The Egyptian authorities have released dozens of high school students detained for several hours after protesting against a new electronic exam system.
Students had gathered outside schools in a number of provinces, saying their futures were being jeopardised.
Egypt has insisted students take final exams on tablet devices.
But the students said technical issues and poor internet connection stopped them accessing the tests. They eventually had to sit them on paper.
Their protest gatherings – which reportedly took place in cities including Cairo, Suez, Gharbia and Ismailia – soon evolved into skirmishes with police.
‘Arrested at 15’
“Security forces started beating the girls.
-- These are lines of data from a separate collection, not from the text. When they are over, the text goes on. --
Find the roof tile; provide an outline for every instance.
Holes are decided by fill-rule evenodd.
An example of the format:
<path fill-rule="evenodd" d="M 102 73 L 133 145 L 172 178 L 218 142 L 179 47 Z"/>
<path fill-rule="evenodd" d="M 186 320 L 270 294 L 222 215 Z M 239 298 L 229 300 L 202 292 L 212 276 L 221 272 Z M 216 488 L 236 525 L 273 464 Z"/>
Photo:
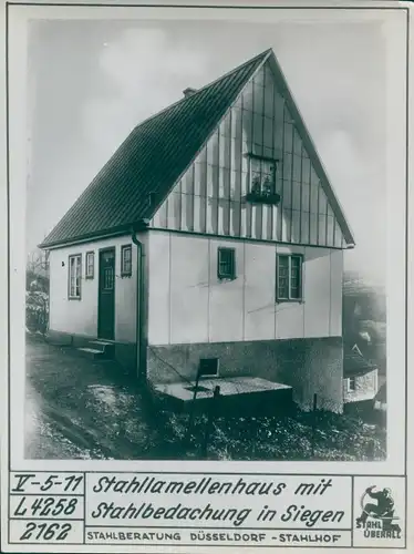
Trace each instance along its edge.
<path fill-rule="evenodd" d="M 126 230 L 151 219 L 269 53 L 137 125 L 40 246 Z"/>

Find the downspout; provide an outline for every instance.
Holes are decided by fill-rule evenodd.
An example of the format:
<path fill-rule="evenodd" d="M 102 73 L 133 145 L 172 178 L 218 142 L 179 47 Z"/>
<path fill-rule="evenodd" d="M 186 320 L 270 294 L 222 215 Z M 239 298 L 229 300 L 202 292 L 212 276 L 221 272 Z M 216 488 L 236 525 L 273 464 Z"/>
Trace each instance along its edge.
<path fill-rule="evenodd" d="M 144 245 L 141 240 L 136 238 L 136 230 L 133 227 L 131 230 L 131 239 L 134 245 L 137 247 L 137 271 L 136 271 L 136 330 L 135 330 L 135 340 L 136 340 L 136 350 L 135 350 L 135 369 L 136 376 L 139 383 L 144 382 L 145 378 L 145 368 L 143 357 L 143 310 L 144 310 Z"/>

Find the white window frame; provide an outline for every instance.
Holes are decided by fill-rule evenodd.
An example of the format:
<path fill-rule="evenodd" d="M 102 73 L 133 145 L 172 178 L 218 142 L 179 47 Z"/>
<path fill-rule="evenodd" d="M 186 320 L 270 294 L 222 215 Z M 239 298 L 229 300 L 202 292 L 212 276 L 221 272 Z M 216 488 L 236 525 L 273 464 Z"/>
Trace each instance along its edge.
<path fill-rule="evenodd" d="M 221 257 L 224 255 L 230 256 L 228 264 L 230 266 L 229 273 L 222 273 L 221 267 L 224 261 Z M 220 280 L 234 280 L 236 279 L 236 248 L 228 248 L 227 246 L 219 246 L 217 248 L 217 277 Z"/>
<path fill-rule="evenodd" d="M 253 165 L 259 164 L 260 165 L 260 171 L 257 172 L 255 171 Z M 265 189 L 265 181 L 263 181 L 263 175 L 265 172 L 261 168 L 262 164 L 269 164 L 271 171 L 270 174 L 272 176 L 269 185 L 270 189 Z M 250 182 L 250 193 L 252 194 L 258 194 L 258 195 L 273 195 L 276 194 L 276 172 L 277 172 L 277 160 L 266 157 L 266 156 L 256 156 L 256 155 L 249 155 L 249 182 Z M 253 183 L 253 175 L 255 174 L 260 174 L 260 182 L 259 183 Z"/>
<path fill-rule="evenodd" d="M 125 252 L 130 252 L 130 269 L 125 270 Z M 131 277 L 132 276 L 132 245 L 125 244 L 121 246 L 121 276 Z"/>
<path fill-rule="evenodd" d="M 89 261 L 89 257 L 92 256 L 92 264 Z M 90 273 L 90 267 L 92 266 L 92 271 Z M 85 278 L 93 279 L 95 277 L 95 253 L 94 250 L 89 250 L 85 254 Z"/>
<path fill-rule="evenodd" d="M 73 264 L 72 260 L 74 260 Z M 68 297 L 70 300 L 80 300 L 82 298 L 82 254 L 69 256 Z"/>
<path fill-rule="evenodd" d="M 280 296 L 280 287 L 279 287 L 279 268 L 280 268 L 280 258 L 284 257 L 289 259 L 288 264 L 288 296 Z M 299 259 L 299 296 L 292 296 L 292 258 Z M 276 259 L 276 300 L 278 302 L 303 302 L 303 256 L 302 254 L 277 254 Z"/>
<path fill-rule="evenodd" d="M 353 387 L 351 387 L 351 380 L 353 381 Z M 348 392 L 355 392 L 355 390 L 356 390 L 356 377 L 349 377 L 346 379 L 346 389 L 348 389 Z"/>

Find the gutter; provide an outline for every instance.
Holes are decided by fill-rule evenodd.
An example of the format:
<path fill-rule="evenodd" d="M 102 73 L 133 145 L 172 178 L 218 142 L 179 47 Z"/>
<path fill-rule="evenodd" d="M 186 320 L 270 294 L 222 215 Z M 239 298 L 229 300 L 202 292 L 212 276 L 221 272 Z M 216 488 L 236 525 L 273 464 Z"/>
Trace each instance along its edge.
<path fill-rule="evenodd" d="M 145 227 L 144 227 L 145 228 Z M 145 269 L 145 252 L 144 245 L 136 238 L 136 228 L 133 226 L 131 229 L 131 240 L 137 248 L 137 270 L 136 270 L 136 352 L 135 352 L 135 369 L 136 377 L 139 383 L 145 380 L 145 357 L 143 356 L 143 314 L 144 314 L 144 269 Z"/>

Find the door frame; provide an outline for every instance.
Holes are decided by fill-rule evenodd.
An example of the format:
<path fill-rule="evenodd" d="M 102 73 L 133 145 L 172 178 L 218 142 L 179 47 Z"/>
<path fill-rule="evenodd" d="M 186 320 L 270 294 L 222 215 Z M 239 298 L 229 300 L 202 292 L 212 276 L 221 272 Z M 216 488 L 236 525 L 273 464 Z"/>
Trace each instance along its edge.
<path fill-rule="evenodd" d="M 114 294 L 113 294 L 113 297 L 114 297 L 114 320 L 113 320 L 113 324 L 114 324 L 114 332 L 113 332 L 113 336 L 114 338 L 113 339 L 104 339 L 102 338 L 100 335 L 100 315 L 101 315 L 101 255 L 105 252 L 113 252 L 114 253 Z M 116 314 L 115 314 L 115 310 L 116 310 L 116 301 L 115 301 L 115 283 L 116 283 L 116 246 L 104 246 L 102 248 L 99 248 L 97 250 L 97 332 L 96 332 L 96 337 L 99 339 L 102 339 L 102 340 L 107 340 L 107 341 L 112 341 L 112 342 L 115 342 L 115 317 L 116 317 Z"/>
When the boys intervened to protect their female schoolmates, they got slapped, punched and kicked. All the students were then taken to police custody,” human rights lawyer Maha Ahmed told the BBC.
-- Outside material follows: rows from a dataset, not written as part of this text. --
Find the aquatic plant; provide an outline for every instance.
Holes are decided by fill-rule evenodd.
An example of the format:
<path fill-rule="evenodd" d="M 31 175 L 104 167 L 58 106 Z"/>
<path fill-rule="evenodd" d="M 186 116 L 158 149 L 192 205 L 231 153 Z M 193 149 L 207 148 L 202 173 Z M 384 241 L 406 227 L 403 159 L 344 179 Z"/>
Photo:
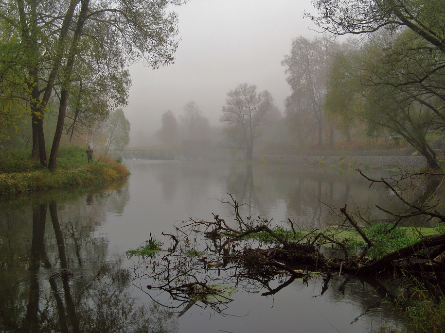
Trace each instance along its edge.
<path fill-rule="evenodd" d="M 162 249 L 160 247 L 162 245 L 159 239 L 154 238 L 145 242 L 142 245 L 135 250 L 130 249 L 125 251 L 125 254 L 129 257 L 133 256 L 152 257 Z"/>

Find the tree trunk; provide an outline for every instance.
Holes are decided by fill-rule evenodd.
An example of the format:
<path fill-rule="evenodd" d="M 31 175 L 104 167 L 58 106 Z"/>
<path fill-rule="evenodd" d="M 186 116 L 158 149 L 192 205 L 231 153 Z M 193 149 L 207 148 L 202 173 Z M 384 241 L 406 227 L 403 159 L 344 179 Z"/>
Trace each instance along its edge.
<path fill-rule="evenodd" d="M 351 141 L 351 132 L 349 131 L 349 125 L 345 124 L 344 125 L 344 134 L 346 136 L 346 141 L 349 142 Z"/>
<path fill-rule="evenodd" d="M 57 124 L 54 139 L 53 140 L 53 146 L 51 147 L 51 154 L 50 155 L 50 161 L 48 167 L 50 170 L 55 169 L 57 162 L 57 152 L 60 144 L 60 139 L 63 131 L 63 125 L 65 123 L 65 116 L 67 110 L 67 101 L 68 99 L 68 88 L 71 84 L 71 76 L 72 68 L 74 66 L 74 60 L 77 53 L 77 48 L 80 35 L 83 30 L 84 24 L 87 19 L 87 12 L 89 4 L 89 0 L 82 0 L 82 6 L 80 7 L 80 13 L 79 14 L 79 20 L 74 31 L 74 36 L 70 48 L 70 53 L 67 61 L 65 75 L 62 83 L 62 93 L 60 96 L 60 103 L 59 105 L 59 115 L 57 117 Z"/>
<path fill-rule="evenodd" d="M 248 161 L 251 161 L 253 158 L 253 148 L 250 147 L 247 149 L 246 152 L 246 159 Z"/>

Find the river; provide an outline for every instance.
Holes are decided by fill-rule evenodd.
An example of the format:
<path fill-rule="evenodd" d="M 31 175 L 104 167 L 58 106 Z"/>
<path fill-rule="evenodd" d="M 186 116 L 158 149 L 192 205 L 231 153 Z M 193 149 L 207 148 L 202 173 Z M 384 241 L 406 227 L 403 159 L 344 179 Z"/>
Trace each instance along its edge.
<path fill-rule="evenodd" d="M 143 262 L 125 254 L 150 235 L 166 244 L 161 233 L 176 233 L 174 225 L 191 218 L 211 220 L 214 213 L 234 225 L 224 202 L 228 194 L 246 204 L 246 216 L 286 228 L 288 219 L 306 229 L 334 223 L 328 205 L 360 207 L 370 220 L 387 218 L 374 204 L 388 207 L 391 196 L 369 188 L 356 171 L 200 160 L 125 163 L 128 182 L 106 190 L 67 189 L 0 203 L 1 332 L 345 333 L 401 327 L 378 288 L 347 275 L 296 280 L 267 296 L 261 285 L 239 284 L 223 308 L 199 302 L 185 311 L 185 305 L 172 308 L 170 295 L 136 278 Z"/>

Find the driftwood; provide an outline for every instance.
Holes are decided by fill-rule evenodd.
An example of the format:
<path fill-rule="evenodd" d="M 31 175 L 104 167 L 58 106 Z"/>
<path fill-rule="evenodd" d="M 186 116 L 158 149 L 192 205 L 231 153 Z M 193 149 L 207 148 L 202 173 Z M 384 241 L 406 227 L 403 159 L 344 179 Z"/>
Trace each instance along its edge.
<path fill-rule="evenodd" d="M 416 176 L 419 175 L 425 176 L 424 174 L 416 174 Z M 391 181 L 366 178 L 372 184 L 383 184 L 405 203 L 407 211 L 392 213 L 392 223 L 396 224 L 414 216 L 425 216 L 430 221 L 431 219 L 438 222 L 445 220 L 445 215 L 439 209 L 440 201 L 424 200 L 420 204 L 411 203 L 403 197 L 398 182 L 409 177 Z M 336 214 L 344 223 L 350 224 L 366 243 L 366 249 L 359 256 L 349 250 L 345 243 L 336 240 L 332 231 L 314 230 L 304 233 L 299 238 L 289 238 L 275 232 L 266 219 L 249 216 L 245 220 L 240 215 L 241 205 L 229 196 L 230 200 L 221 201 L 233 208 L 237 227 L 231 226 L 214 213 L 212 213 L 213 221 L 191 218 L 182 221 L 176 227 L 177 235 L 162 234 L 169 237 L 172 243 L 167 254 L 162 258 L 155 255 L 149 258 L 149 262 L 146 259 L 135 269 L 138 272 L 135 281 L 143 278 L 152 281 L 152 284 L 139 287 L 148 295 L 153 289 L 169 293 L 172 301 L 168 306 L 182 308 L 179 316 L 195 305 L 223 312 L 232 300 L 230 294 L 232 292 L 228 286 L 230 285 L 242 285 L 258 290 L 266 288 L 267 291 L 262 294 L 270 295 L 296 279 L 304 281 L 313 277 L 314 272 L 323 274 L 328 281 L 332 274 L 343 272 L 372 280 L 373 277 L 378 277 L 383 272 L 402 270 L 413 273 L 434 272 L 436 278 L 440 279 L 445 271 L 442 260 L 445 251 L 445 234 L 424 237 L 412 245 L 380 258 L 370 258 L 365 255 L 375 244 L 360 226 L 368 221 L 359 214 L 354 215 L 347 211 L 346 204 L 337 208 Z M 336 210 L 331 208 L 333 211 Z M 291 221 L 291 233 L 296 237 L 297 233 Z M 389 227 L 387 232 L 392 230 L 393 228 Z M 255 234 L 264 233 L 270 235 L 272 243 L 262 244 L 254 237 L 252 239 Z M 327 247 L 339 250 L 342 254 L 341 258 L 324 255 L 323 250 Z M 270 287 L 269 284 L 277 276 L 283 277 L 282 283 L 278 287 Z M 374 284 L 380 286 L 379 290 L 382 289 L 377 282 Z"/>

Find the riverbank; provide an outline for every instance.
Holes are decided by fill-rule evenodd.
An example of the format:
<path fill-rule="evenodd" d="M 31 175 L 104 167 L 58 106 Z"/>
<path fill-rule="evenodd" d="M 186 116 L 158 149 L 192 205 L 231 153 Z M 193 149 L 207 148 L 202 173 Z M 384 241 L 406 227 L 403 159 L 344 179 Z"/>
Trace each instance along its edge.
<path fill-rule="evenodd" d="M 102 186 L 126 178 L 129 172 L 120 161 L 101 157 L 88 164 L 84 149 L 71 147 L 60 154 L 53 172 L 42 168 L 20 154 L 10 154 L 0 166 L 0 198 L 50 189 Z"/>
<path fill-rule="evenodd" d="M 258 163 L 293 163 L 298 165 L 339 166 L 352 168 L 418 170 L 426 167 L 421 156 L 412 156 L 404 150 L 385 150 L 303 151 L 272 154 L 265 152 L 253 156 Z"/>

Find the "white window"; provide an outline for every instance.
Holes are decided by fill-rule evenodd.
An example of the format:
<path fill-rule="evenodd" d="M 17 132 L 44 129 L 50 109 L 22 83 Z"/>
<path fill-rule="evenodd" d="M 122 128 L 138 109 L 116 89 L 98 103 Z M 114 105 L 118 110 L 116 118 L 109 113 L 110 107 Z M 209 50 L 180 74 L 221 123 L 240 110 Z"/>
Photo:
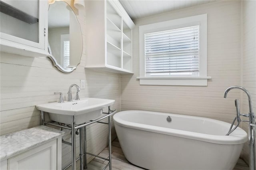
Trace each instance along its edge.
<path fill-rule="evenodd" d="M 142 85 L 207 85 L 207 14 L 139 27 Z"/>
<path fill-rule="evenodd" d="M 60 35 L 60 65 L 65 69 L 70 65 L 69 34 Z"/>

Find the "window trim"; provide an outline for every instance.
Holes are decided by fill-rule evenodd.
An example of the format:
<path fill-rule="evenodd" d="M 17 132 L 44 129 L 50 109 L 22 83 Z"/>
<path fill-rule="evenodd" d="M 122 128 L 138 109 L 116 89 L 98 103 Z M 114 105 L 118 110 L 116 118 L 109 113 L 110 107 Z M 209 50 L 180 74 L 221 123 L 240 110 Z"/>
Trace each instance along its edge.
<path fill-rule="evenodd" d="M 145 34 L 200 25 L 199 76 L 146 76 Z M 204 14 L 140 26 L 140 85 L 207 86 L 207 14 Z"/>

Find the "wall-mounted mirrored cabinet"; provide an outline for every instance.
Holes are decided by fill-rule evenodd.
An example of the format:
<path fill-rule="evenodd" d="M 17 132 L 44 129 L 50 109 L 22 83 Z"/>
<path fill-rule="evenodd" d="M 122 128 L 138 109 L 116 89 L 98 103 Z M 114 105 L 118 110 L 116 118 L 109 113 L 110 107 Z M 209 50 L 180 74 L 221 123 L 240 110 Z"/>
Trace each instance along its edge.
<path fill-rule="evenodd" d="M 69 73 L 80 63 L 83 43 L 80 24 L 70 6 L 55 1 L 48 10 L 48 49 L 54 65 Z"/>
<path fill-rule="evenodd" d="M 47 1 L 0 0 L 1 51 L 46 56 L 48 5 Z"/>

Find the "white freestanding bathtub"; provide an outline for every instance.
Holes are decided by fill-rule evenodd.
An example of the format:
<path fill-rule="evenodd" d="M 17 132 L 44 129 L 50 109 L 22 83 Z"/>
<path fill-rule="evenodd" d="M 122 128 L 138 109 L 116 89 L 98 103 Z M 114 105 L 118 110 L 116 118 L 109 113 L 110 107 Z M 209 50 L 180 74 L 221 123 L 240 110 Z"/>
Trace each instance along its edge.
<path fill-rule="evenodd" d="M 114 121 L 126 158 L 149 170 L 232 170 L 247 140 L 241 128 L 225 136 L 230 124 L 200 117 L 128 111 Z"/>

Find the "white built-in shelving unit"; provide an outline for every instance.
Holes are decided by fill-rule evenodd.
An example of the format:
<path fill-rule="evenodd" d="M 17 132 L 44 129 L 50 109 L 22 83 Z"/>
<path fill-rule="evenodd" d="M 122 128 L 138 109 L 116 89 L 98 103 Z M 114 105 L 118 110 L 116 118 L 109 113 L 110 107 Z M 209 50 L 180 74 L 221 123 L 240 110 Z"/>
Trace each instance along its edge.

The BBC tried to contact some of the students’ parents but they refused to speak to the media. Ms Ahmed, who has been in touch with the families, warned that the violence could have a permanent impact on these children.
“One of the boys says when he grows up, he will tell his children that he was first arrested when he was 15, only because he was worried about his future,” Ms Ahmed said.
Pictures and videos showing an aggressive police approach towards the high school children have circulated on social media, although many are unverified.
But the Egyptian interior ministry denied any wrongdoing and said the material on social media was inaccurate.
“The pictures go back to 2015. Besides, the men featured in the pictures, in plain clothes, don’t belong to the police,” the statement said.
Over the past five years, the Egyptian authorities led by military-backed President Abdul Fattah al-Sisi has largely restricted anti-government demonstrations. Critics say it has become increasingly intolerant of any form of opposition.
‘Government should listen’
Ms Ahmed said she was glad the students did not spend the night in police stations and called on the education ministry to listen to the students’ complaints. “They should despatch envoys to different schools to talk to the children,” she said.
Education Minister Tariq Shawky has long defended the new system, which he says “encourages critical thinking and creativity”.
“It’s not just about technology, but rather about the new content, which enhances the students’ competitive skills,” he added.
Egypt ranks poorly when it comes to education. In public schools – which serve the majority of Egyptians – classes are largely overcrowded and many buildings are in a very poor state.
“If I had a budget, I would devote most of it to preparing good teachers. It takes a lot to have a good teacher,” education expert Sara Osama told the BBC.
Although she acknowledges the new system is far better than the old one, she believes there’s a long list of priorities that should come before using a tablet.
She says such a large-scale change should not have been implemented all over the country at the same time. Many have blamed the country’s poor internet infrastructure for the problems.
Ms Osama also said the authorities should have had a dialogue beforehand with teachers, students and parents to explain the system. “Change can sometimes be scary,” she said.
In March, Mr Shawky said that the new electronic exam system had suffered problems and alleged that it had been the subject of about 4m cyber-attack attempts, some of them coming from overseas.